|Zoe Leonard, "I Want A Dyke for President"|
In the context of the upcoming elections, I wanted to revive this legendary work for my fellow feminist (or feminist-in-training) brethren. I first came across this during university, and remain floored by its genuine yearning, pain, and its power. I remain humbled at the ability of someone who has never met me, spoken to me, or known of me, to write something with which I identify with so strongly and intimately.
Anyone who knows me or has the misfortune of being my facebook friend will know that there are few people more in love with our current president than me (including possibly Michelle). I really really love him (and his big ears and even bigger brain) and what he's done for me personally because I am LGBT and a woman and a student and an atheist. But five years later, I still have a bone to pick.

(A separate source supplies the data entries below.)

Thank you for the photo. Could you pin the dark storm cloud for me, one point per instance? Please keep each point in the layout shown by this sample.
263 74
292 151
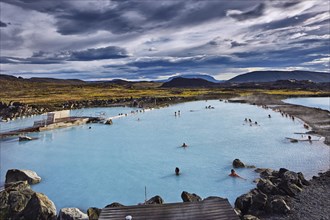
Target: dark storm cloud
152 14
99 54
285 4
179 62
3 24
254 13
237 44
44 57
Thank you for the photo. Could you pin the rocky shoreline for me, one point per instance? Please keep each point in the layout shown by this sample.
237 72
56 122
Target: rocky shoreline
13 110
279 194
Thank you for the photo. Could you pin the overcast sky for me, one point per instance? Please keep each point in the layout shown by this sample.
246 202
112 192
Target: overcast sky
151 40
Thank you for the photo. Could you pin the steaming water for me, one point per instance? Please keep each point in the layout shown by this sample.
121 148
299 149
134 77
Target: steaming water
315 102
82 167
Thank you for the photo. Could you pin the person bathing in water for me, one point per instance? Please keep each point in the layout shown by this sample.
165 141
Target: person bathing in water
177 171
234 174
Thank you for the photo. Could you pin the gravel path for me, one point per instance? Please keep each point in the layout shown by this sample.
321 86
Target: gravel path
313 203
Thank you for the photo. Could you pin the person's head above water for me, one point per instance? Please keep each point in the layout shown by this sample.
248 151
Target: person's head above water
177 170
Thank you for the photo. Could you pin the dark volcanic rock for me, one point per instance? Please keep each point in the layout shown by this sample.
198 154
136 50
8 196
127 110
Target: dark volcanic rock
39 207
279 206
237 163
267 187
15 175
188 197
273 194
114 204
71 214
14 199
250 217
155 200
93 213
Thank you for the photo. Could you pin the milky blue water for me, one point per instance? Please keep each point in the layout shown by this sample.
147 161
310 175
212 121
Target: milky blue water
315 102
83 167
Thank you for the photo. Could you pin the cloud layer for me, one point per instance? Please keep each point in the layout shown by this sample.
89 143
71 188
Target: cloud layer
152 40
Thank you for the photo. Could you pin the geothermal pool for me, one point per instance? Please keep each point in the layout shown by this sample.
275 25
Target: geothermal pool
82 167
315 102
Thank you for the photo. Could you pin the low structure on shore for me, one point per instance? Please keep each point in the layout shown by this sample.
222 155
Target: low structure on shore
57 119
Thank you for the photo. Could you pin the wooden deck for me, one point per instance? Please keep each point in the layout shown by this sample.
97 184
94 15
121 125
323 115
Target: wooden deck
209 209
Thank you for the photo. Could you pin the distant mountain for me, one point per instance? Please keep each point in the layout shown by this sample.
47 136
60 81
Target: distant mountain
195 76
181 82
271 76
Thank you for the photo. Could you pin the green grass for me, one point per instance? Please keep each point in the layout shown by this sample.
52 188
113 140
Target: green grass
51 93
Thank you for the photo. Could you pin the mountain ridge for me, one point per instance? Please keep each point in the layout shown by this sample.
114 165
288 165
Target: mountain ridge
272 76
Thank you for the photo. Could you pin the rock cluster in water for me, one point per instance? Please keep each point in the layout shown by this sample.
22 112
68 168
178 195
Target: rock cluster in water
14 110
19 201
273 193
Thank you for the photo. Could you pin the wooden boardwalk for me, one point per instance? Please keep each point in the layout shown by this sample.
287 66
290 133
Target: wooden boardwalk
209 209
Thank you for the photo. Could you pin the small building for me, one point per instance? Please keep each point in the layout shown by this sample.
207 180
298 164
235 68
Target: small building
52 117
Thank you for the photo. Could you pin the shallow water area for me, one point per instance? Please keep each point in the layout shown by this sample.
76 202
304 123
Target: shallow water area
82 167
314 102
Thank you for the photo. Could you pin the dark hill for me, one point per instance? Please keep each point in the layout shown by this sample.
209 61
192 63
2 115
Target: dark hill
272 76
188 83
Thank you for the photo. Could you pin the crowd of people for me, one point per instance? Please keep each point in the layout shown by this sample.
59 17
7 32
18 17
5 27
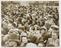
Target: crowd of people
35 25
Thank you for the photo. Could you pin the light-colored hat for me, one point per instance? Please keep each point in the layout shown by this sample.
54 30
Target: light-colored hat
31 45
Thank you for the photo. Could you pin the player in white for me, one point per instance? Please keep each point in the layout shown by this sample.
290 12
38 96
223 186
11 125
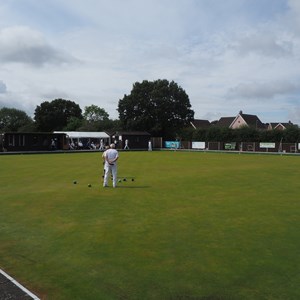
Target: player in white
110 165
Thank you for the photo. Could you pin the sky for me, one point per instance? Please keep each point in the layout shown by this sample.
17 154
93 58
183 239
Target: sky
228 56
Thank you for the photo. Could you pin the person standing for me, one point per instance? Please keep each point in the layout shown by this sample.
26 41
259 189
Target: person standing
110 166
126 145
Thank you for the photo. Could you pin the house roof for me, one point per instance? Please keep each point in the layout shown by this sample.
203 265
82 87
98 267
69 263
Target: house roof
200 123
118 133
81 134
252 121
225 121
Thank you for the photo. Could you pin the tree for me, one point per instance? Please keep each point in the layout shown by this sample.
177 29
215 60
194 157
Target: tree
12 119
159 107
56 115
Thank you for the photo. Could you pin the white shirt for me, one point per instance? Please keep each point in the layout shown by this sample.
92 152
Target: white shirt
111 155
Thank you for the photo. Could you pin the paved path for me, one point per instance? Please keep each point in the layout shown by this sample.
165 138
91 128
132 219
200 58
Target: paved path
10 289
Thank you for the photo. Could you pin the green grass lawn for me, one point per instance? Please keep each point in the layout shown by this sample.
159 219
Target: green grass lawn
191 226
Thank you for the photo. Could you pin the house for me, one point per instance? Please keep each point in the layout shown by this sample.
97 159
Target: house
135 139
241 120
200 123
280 126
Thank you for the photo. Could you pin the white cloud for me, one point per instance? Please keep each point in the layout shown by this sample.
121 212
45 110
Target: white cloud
227 55
23 45
3 88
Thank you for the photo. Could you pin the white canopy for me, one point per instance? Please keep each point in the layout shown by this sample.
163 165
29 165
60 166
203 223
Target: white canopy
85 135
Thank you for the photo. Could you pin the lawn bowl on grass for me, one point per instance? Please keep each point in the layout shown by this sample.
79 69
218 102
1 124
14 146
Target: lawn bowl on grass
194 226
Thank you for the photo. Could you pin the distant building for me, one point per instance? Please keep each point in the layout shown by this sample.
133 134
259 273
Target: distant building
279 126
200 123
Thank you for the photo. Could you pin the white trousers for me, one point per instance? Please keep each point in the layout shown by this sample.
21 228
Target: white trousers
110 169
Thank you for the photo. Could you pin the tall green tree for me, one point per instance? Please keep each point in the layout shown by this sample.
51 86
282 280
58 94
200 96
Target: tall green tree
94 113
56 115
12 119
159 107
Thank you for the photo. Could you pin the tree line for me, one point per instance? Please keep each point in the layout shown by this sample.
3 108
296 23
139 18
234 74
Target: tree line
159 107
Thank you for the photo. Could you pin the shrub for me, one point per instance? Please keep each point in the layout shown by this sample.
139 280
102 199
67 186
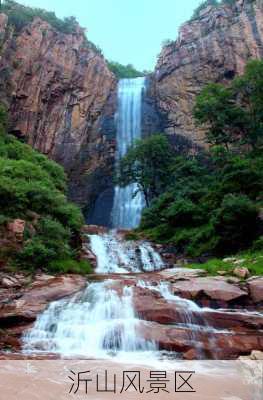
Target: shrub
236 223
124 71
70 266
30 183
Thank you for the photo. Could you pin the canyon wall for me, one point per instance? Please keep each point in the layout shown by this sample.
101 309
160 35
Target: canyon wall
215 47
61 98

Hillary Clinton was rejected as the Democratic nominee five years ago. Not because she had a vagina (or at least no one will admit to that as their reason for rejecting her), and not because she was a mother, but because she was publicly perceived as a "bitch." We all remember watching Hillary's hecklers yell "Iron my shirt!" at her town hall meetings and public appearances. I heard from male peers (Stanford undergrads, so an admittedly self-selective sample of progressive, young, and privileged men) that they couldn't relate to her and she never smiled and seemed "uptight" and "barely human." A Gallup poll from 2008 showed that she was regarded most strongly in the following three categories: "experienced," "qualified/capable of being president," and "dislike her." Seriously??
Thankfully, when Hillary was finally driven to tears in public, fellow woman-in-charge Maureen Dowd (and Pulitzer-winning journalist) at the Times finally confronted the issue.

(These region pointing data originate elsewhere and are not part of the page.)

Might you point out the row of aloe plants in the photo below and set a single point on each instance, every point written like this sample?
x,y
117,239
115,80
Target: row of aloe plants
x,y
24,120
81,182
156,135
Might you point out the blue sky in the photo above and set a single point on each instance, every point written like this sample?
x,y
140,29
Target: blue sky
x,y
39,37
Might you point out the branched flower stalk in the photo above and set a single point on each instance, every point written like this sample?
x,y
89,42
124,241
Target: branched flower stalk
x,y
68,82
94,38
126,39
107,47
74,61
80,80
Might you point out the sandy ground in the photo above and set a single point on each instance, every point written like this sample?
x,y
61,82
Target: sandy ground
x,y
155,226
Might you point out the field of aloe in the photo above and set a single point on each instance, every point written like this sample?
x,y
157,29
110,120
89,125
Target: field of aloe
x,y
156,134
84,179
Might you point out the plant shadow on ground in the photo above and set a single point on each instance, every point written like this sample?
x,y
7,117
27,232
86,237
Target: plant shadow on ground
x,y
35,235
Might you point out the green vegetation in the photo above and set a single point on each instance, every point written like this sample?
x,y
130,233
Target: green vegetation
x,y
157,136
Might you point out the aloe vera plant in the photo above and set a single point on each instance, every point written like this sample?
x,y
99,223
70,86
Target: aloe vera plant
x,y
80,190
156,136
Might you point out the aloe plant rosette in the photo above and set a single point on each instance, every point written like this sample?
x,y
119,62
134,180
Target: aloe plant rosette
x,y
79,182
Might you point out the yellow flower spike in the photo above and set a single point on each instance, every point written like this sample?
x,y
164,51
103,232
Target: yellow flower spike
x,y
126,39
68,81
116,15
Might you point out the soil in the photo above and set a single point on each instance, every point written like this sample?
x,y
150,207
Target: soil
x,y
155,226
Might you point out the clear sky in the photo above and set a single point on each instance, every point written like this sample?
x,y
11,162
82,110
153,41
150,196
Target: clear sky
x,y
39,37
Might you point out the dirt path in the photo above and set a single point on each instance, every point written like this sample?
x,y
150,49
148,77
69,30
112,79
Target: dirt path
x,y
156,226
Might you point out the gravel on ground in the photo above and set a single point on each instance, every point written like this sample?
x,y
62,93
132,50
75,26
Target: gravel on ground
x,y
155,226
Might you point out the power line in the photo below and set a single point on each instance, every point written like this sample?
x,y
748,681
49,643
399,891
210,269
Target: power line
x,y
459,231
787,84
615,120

“I actually have emotions,” [Clinton] told CNN’s John Roberts on a damage-control tour. “I know that there are some people who doubt that.” She went on “Access Hollywood” to talk about, as the show put it, “the double standards that a woman running for president faces.” “If you get too emotional, that undercuts you,” Hillary said. “A man can cry; we know that. Lots of our leaders have cried. But a woman, it’s a different kind of dynamic.”
In a super interesting article comparing the public opinion differences between Hillary and Michelle, researchers at the University of Illinois analyzed public opinion data on the two would-be first ladies from 1992 to 2008. Their results indicated that "spouses who embody the traditional role of first lady tend to be more popular, while spouses who assume an active role in advocating policy, such as Hillary Clinton, garner less support." This study also concluded that most to-be first ladies generate highly polarized reactions along partisan lines, but that more traditional spouses evoke a less divisive response. This reminded me of the backlash Michelle Obama faced for trying to tackle childhood obesity in America through legislative efforts, and how she's now trying to stay under the radar during election season for this contested issue.
We are now four years after the findings of this University of Illinois article, and Hillary has served extensively as Secretary of State and harmoniously within the Obama administration. So when will it be her turn?